I walked behind him. I kept my posture straight, my chin lifted, and my gaze forward. I stood to his right and slightly behind him. I maintained my composure at all times. As more people began to arrive, some who knew us when we were in a D/s relationship before asked him if they needed his permission to hug me. Higher protocol is not popular in our community. I am one of the few who is known to take it seriously, thanks to Sir. Because of this, people always ask my date for permission to hug me, just in case he is my Dom. The first time someone asked, Sir said, “Not yet.” The second time, he said, “We are together. But we haven’t gotten to that yet.” You couldn’t have found a happier girl in that room! I have been waiting a long time for Sir to share with others that I am his.

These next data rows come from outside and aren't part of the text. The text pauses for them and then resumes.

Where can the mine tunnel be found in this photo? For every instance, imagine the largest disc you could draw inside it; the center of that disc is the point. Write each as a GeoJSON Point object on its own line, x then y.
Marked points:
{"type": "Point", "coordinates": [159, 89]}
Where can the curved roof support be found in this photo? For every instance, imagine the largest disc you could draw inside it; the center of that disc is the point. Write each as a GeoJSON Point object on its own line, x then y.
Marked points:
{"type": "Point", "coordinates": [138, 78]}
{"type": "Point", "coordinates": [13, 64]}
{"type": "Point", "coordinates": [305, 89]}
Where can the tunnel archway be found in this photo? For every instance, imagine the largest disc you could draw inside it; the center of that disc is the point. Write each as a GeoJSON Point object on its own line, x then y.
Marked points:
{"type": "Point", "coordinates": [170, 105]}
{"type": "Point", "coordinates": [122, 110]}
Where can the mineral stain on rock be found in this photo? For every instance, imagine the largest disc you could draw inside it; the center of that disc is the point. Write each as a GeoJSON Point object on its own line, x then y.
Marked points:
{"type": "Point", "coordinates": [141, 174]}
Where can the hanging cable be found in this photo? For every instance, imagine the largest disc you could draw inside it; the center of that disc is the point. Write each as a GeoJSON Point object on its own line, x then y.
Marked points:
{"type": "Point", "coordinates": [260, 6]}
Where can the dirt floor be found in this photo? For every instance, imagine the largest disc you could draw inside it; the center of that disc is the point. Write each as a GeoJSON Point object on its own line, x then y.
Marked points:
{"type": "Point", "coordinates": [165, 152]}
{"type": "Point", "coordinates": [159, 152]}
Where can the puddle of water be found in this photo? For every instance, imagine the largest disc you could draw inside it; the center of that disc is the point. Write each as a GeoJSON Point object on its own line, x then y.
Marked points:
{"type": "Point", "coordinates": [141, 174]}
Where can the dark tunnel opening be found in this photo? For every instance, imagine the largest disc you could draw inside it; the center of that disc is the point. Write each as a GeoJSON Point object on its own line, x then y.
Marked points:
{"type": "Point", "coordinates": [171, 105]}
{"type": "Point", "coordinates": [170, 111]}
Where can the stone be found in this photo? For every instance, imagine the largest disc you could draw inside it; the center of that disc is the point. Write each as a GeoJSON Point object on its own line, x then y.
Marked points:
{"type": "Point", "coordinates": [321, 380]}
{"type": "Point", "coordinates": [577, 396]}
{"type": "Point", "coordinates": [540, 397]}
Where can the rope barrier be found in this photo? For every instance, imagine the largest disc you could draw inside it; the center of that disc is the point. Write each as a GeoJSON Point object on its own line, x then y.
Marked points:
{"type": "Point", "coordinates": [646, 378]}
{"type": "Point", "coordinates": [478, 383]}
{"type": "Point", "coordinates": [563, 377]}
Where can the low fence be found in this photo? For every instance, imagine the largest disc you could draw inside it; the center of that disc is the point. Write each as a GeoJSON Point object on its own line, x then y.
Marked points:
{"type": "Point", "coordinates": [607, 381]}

Later we sat down together and began chatting with friends. I was not allowed to go to the bathroom until he gave me permission to leave. The excitement was building for me, as I realized Sir was enjoying dominating me.  He had said he didn’t bring his toy bag, so I knew we wouldn’t be doing a scene. But, I was content to be there with him. I was thrilled he wanted me there by his side. Strangely, I no longer cared what anyone thought about it. As I sat next to him with my legs crossed, Sir reached under my left thigh, grabbed a handful of muscle and squeezed. He knows all the most painful ways to grab me. He watched me as he dug and clenched until my face was twisted in pain and then he held it there in the most painful spot. I sucked in deep breathes and tensed my body to wait out the flood of pain. With Sir, it is the perfect combination of sadomasochism and power exchange. The knowledge that my Sir loves to hurt me combined with the intense desire to please him with my submission gives me the strength to endure more pain than I think I can bear. Our friends watched as he continued to squeeze me. Though my face was scrunched and hidden against his shoulder, my body remained poised and I resisted the urge to cry out. As the pain surged and faded in waves, my head began to tingle and waves of pleasure surged through my body. I was going to cum. I could no longer contain myself and I let out a loud moan as a came. He scoffed. Our friend remarked. The top at a nearby scene paused and tittered, then went back to her scene. I opened my eyes and smiled sheepishly. Sir growled in my ear: “Be quiet. Your interrupting her scene. Have you forgotten everything I taught you?” He said this while finding yet another tender spot on my thighs and squeezing. I sputtered, “Yes, Sir. I have forgotten everything.” Because I haven’t forgotten that a submissive never disagrees with her Sir in front of others. Because when he is hurting me he owns my mind, body, and soul. As the lulls between the jaws of his hands lengthened. I drifted into a contented endorphin high and watched the people and scenes around me. My heart swelled with love, admiration, and gratitude for my Sir. We left early around eleven. As we prepared to say our good byes, I leaned in pressed my lips close to his ear and asked, “Will you fuck your pussy when we get home?”.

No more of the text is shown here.